MongoDB C# Driver throws System.Text.DecoderFallbackException

This is a pretty straightforward issue, though I’m not sure why it’s happening. It’s caused by including a unicode emoji (probably other unicode characters too) after a regular letter in a BsonDocument key, like this:

var bsonDoc = new BsonDocument();
bsonDoc["i😀"] = "invalid";

The driver allows you to save this in a document, but will throw the exception when querying for it or when calling ToString on the command, like this:

var settings = MongoClientSettings.FromConnectionString(connectionString);
settings.ClusterConfigurator = builder =>
{
    builder.Subscribe<CommandStartedEvent>(e =>
    {
        var str = e.Command.ToString(); // this throws a System.Text.DecoderFallbackException
    });
};

The full exception is System.Text.DecoderFallbackException : Unable to translate bytes [F0][9F][98] at index -1 from specified code page to Unicode.
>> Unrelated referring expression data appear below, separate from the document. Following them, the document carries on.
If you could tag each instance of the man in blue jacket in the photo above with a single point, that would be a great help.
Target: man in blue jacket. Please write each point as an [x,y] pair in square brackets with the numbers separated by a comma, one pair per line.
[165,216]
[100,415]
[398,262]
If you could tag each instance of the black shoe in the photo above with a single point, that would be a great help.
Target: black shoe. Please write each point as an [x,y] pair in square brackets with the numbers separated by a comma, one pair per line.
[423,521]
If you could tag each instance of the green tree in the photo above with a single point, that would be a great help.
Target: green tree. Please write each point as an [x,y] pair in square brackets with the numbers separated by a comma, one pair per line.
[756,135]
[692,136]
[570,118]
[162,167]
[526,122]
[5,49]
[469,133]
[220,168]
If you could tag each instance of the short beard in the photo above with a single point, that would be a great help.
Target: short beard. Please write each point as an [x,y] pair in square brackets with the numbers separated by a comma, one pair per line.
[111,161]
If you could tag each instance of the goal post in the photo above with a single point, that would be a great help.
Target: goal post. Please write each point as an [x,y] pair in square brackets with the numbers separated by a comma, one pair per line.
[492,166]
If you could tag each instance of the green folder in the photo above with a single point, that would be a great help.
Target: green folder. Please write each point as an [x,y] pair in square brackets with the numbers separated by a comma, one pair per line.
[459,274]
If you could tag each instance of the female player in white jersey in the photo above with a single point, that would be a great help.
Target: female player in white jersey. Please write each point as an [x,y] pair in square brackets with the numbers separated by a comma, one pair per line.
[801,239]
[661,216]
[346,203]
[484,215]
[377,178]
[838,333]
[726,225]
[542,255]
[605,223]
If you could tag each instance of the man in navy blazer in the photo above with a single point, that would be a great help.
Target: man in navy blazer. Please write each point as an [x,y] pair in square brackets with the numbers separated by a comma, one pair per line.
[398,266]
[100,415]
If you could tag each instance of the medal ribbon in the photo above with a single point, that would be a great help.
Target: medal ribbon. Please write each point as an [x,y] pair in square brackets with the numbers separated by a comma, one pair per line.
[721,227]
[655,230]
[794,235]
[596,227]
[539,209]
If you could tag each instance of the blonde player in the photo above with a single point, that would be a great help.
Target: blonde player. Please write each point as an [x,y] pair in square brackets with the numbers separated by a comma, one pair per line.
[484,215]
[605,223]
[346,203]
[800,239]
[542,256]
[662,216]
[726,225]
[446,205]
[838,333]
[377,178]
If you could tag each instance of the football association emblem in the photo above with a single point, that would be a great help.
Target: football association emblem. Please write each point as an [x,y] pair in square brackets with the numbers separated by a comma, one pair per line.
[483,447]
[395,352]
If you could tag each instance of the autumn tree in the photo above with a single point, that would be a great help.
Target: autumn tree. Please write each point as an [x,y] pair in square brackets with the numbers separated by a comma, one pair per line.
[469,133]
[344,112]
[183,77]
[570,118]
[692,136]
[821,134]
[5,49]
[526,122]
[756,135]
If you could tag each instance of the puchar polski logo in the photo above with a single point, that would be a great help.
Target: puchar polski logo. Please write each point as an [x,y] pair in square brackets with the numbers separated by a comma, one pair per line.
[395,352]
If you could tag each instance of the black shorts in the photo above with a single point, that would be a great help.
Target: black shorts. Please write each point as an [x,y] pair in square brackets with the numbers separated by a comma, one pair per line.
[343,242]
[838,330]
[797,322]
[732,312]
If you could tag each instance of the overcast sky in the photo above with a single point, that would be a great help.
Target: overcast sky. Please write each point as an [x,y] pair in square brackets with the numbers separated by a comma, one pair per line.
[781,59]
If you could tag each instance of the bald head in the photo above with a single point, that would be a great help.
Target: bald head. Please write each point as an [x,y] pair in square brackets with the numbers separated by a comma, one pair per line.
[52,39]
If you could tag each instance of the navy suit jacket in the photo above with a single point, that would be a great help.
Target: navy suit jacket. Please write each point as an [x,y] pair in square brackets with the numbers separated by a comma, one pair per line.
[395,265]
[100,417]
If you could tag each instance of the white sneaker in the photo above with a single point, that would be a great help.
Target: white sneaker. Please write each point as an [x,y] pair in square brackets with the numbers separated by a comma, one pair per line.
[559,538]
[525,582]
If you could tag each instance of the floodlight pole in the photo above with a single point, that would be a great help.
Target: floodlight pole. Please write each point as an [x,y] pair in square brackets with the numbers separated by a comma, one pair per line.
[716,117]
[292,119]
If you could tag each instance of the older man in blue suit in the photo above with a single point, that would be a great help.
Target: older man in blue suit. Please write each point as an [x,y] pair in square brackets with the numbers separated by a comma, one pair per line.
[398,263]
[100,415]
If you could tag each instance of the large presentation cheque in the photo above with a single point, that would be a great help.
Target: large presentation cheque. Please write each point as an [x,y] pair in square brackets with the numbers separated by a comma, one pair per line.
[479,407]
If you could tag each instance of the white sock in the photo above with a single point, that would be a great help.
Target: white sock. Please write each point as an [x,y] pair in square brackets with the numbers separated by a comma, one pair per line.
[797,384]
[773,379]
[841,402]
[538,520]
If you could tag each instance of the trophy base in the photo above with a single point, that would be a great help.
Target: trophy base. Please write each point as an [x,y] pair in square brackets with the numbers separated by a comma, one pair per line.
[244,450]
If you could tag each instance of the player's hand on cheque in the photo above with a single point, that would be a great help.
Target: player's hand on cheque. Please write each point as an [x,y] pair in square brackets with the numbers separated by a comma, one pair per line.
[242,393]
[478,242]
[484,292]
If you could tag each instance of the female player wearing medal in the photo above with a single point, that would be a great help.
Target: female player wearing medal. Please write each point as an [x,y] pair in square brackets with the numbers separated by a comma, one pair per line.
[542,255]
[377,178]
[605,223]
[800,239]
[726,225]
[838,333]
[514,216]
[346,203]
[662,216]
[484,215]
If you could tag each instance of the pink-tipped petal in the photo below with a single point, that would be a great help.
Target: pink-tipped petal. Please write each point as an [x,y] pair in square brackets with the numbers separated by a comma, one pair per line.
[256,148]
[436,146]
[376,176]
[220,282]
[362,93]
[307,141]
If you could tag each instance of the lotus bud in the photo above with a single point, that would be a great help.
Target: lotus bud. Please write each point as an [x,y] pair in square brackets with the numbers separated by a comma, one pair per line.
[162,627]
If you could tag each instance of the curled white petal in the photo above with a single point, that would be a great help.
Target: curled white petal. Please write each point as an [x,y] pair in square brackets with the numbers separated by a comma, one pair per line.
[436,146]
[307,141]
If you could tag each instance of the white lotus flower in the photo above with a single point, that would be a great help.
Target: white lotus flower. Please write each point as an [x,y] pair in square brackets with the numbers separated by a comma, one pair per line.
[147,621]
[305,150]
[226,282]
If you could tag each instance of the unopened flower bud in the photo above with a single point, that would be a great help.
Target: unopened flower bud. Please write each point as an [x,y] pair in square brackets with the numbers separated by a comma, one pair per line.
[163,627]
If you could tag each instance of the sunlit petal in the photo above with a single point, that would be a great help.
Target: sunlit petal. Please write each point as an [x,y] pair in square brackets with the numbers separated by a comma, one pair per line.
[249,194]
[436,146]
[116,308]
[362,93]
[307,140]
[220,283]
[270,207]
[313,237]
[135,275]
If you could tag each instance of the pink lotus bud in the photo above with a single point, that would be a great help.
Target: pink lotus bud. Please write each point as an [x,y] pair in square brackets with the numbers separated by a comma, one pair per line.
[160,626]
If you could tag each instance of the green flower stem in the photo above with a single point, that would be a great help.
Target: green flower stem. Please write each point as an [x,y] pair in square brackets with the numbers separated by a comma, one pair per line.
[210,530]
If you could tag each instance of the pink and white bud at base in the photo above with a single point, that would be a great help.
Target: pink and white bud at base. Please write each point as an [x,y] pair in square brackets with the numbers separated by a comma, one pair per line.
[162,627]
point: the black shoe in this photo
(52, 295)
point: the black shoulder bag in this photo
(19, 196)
Calling ToString on the document before saving it with InsertOneAsync(bsonDoc) succeeds, like this:

var valid = bsonDoc.ToString(); // no exception - shows { "i\ud83d\ude00" : "invalid" }

I was able to reproduce this in the MongoDB.Driver.Examples solution in the InsertPrimer test by adding this invalid document. It will throw the exception either by adding a query to the test to retrieve the document, or by adding the CommandStartedEvent subscriber in PrimerTestFixture, and calling ToString on the command. Both of these scenarios call into System.Text.UTF8Encoding.GetString where the exception is originating from.
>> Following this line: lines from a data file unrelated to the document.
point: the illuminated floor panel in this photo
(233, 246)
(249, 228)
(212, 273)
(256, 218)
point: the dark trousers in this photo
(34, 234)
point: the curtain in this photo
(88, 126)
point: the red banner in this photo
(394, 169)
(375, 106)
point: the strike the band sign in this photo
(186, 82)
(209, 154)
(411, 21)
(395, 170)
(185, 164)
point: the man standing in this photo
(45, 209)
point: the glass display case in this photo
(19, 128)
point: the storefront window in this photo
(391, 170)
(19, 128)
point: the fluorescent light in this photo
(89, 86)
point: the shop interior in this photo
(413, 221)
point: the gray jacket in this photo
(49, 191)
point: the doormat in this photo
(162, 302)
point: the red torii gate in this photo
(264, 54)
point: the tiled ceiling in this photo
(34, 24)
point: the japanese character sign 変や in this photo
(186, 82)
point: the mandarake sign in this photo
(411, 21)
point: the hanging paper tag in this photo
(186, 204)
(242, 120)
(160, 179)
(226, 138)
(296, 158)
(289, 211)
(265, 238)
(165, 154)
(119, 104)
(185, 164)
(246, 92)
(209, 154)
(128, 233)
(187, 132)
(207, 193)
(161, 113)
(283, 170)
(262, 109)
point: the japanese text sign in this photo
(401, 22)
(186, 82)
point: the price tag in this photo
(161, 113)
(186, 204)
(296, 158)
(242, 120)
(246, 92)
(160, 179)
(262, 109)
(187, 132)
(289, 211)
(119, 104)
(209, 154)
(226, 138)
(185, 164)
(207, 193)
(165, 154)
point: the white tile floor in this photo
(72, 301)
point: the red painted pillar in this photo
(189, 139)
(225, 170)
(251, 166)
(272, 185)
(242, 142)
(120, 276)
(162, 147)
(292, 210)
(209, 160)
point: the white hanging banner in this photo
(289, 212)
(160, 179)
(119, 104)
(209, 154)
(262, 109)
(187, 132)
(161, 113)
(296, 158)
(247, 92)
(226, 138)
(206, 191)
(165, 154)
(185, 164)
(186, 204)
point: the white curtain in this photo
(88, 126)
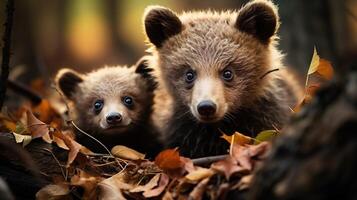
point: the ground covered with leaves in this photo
(78, 173)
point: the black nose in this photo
(206, 108)
(113, 118)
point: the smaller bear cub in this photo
(113, 104)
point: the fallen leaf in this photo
(244, 182)
(169, 159)
(242, 155)
(239, 138)
(88, 182)
(163, 182)
(199, 190)
(199, 174)
(228, 167)
(54, 192)
(266, 135)
(111, 188)
(36, 127)
(127, 153)
(25, 139)
(73, 146)
(148, 186)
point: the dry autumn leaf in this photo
(228, 167)
(127, 153)
(25, 139)
(54, 192)
(88, 182)
(36, 127)
(169, 159)
(266, 135)
(73, 146)
(111, 188)
(199, 174)
(163, 182)
(239, 138)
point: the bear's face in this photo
(109, 100)
(213, 63)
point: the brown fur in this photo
(209, 42)
(111, 84)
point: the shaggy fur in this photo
(208, 43)
(111, 84)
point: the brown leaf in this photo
(148, 186)
(127, 153)
(169, 160)
(199, 190)
(199, 174)
(228, 167)
(163, 182)
(111, 188)
(54, 192)
(244, 182)
(88, 182)
(239, 138)
(36, 127)
(242, 155)
(73, 146)
(25, 139)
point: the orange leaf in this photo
(164, 180)
(325, 69)
(228, 167)
(36, 127)
(73, 146)
(169, 159)
(239, 138)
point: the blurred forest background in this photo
(87, 34)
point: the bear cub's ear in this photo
(67, 81)
(143, 69)
(160, 24)
(258, 18)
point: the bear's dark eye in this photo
(128, 101)
(190, 76)
(98, 105)
(227, 75)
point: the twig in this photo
(6, 50)
(268, 72)
(208, 160)
(93, 138)
(24, 91)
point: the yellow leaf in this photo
(127, 153)
(314, 63)
(325, 69)
(25, 139)
(239, 138)
(266, 135)
(199, 174)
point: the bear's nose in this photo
(206, 108)
(113, 118)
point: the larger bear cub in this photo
(219, 70)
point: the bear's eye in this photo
(190, 76)
(227, 75)
(128, 101)
(98, 105)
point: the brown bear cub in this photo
(218, 68)
(113, 104)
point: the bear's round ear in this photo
(160, 24)
(258, 18)
(144, 70)
(67, 81)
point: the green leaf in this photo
(266, 135)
It doesn’t throw the exception with just the unicode character like “:grinning:” or if the letter is after the character like “:grinning:i”. It only throws when starting with a letter.

The fact that calling ToString on the document succeeds before saving it, but fails when called on the command before it gets executed implies that something is happening in the driver to mutate the unicode into something invalid.